OVER 5,000 NEW hotel rooms are expected to come on stream in the Irish capital by 2020, but it’s not enough.
That’s according to a new Fáilte Ireland report that highlighted a total of 5,436 hotel rooms will be built between 2018 and 2020.
The tourism body noted that roughly 3,000 of these hotel rooms are currently under construction and that €815 million of investment will be pumped into the creation of these new rooms by the private sector.
So far this year, a collective 1,400 bedrooms across 15 hotel developments have been given the green light at city council level, according to a separate report by online database Construction Information Services.
Another 20 hotel projects have been submitted to Dublin City Council for approval with a total 1,560 bedrooms proposed. A further 11 projects, which would contain over 1,470 rooms, are currently in the tender process.
The spike in Dublin hotel developments has come at a time when an acute shortage of tourist accommodation in the Irish capital has pushed room prices to record levels. The state of the market has also attracted new entrants like EasyHotel and Motel One.
Speaking following the publication of the report, Fáilte Ireland chief executive Paul Kelly said based on current and projected levels of visitor demand, there is still a “strong incentive” for more investors to make moves in the sector.
He added that if the shortfall in tourist accommodation in Dublin isn’t addressed, it will put visitors off coming to Ireland altogether.
“Dublin is the gateway to Ireland with most visitors choosing to spend part of their stay in the city.
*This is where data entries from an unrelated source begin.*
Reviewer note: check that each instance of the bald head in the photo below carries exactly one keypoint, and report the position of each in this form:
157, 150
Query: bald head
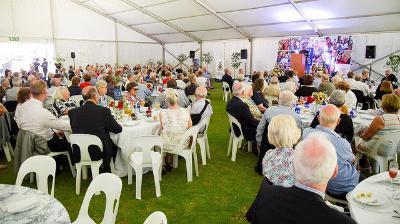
329, 116
201, 92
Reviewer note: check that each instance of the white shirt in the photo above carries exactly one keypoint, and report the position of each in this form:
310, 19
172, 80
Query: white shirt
32, 116
201, 81
351, 100
181, 84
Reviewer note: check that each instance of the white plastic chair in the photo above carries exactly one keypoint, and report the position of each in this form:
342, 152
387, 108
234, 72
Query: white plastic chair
202, 140
227, 91
83, 141
388, 140
65, 153
146, 158
187, 152
111, 185
8, 151
156, 218
43, 167
77, 99
235, 141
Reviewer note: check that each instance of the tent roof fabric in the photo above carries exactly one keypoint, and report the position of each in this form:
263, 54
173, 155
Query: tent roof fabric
169, 21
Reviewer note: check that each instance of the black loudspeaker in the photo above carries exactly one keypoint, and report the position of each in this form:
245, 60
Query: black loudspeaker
243, 54
370, 51
192, 54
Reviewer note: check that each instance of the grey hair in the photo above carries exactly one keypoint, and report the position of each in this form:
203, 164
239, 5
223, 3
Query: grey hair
17, 81
286, 98
337, 98
314, 160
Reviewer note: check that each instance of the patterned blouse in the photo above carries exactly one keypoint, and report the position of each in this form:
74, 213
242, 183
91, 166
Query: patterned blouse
278, 166
59, 106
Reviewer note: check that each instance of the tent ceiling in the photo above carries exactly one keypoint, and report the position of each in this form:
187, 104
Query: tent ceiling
190, 20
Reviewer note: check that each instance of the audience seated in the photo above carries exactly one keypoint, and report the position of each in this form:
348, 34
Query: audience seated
74, 89
11, 94
62, 102
201, 108
277, 165
33, 117
345, 127
238, 109
95, 120
314, 162
307, 89
258, 95
227, 77
174, 121
347, 177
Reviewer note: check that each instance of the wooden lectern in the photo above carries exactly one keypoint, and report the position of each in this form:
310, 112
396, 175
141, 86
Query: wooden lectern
298, 63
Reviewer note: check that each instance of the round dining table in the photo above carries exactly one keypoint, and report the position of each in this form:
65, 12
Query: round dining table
23, 205
379, 186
Therefore, if visitors cannot access Dublin, it is highly likely they may not visit the country at all,” said Kelly.
“That is why capacity in Dublin is not just an issue for the city but affects all who work in tourism – whether in Kerry, Louth, Waterford, Donegal or any point in-between.”
The Irish Tourism Industry Confederation (Itic) has previously claimed that some 11,000 hotel beds are needed nationwide to ensure Ireland’s tourism sector can cater for the surge in visitor numbers.
Over the next eight years, the number of annual visitors to Ireland is expected to increase from 8.9 million to 13.7 million.
City centre hotels
According to the Fáilte Ireland report, roughly two-thirds of the hotel rooms due to come on stream within the next two years will be in located in new builds.
Approximately two-fifths of the new rooms will be based in Dublin 2 and Dublin 4, while one in seven of the hotel rooms will be located in Dublin 1 near the north docklands area and along the route of the Luas extension.
Over 1,500 of the projected new rooms will be based in other areas of Dublin 1 and Dublin 8, with 460 rooms expected near the airport.
An additional 1,700 rooms are also expected to be added to Dublin’s serviced accommodation and guesthouses sector by the end of 2020.
The Fáilte Ireland-commissioned report also suggested that every additional 200 bed hotel generates tourism revenue of €9 million, creates 180 jobs and contributes €2 million annually to the Exchequer.
The tourism organisation said it expected the additional hotel bedrooms would generate approximately 5,000 jobs, €250 million in tourism revenue and €55 million annually for the Exchequer.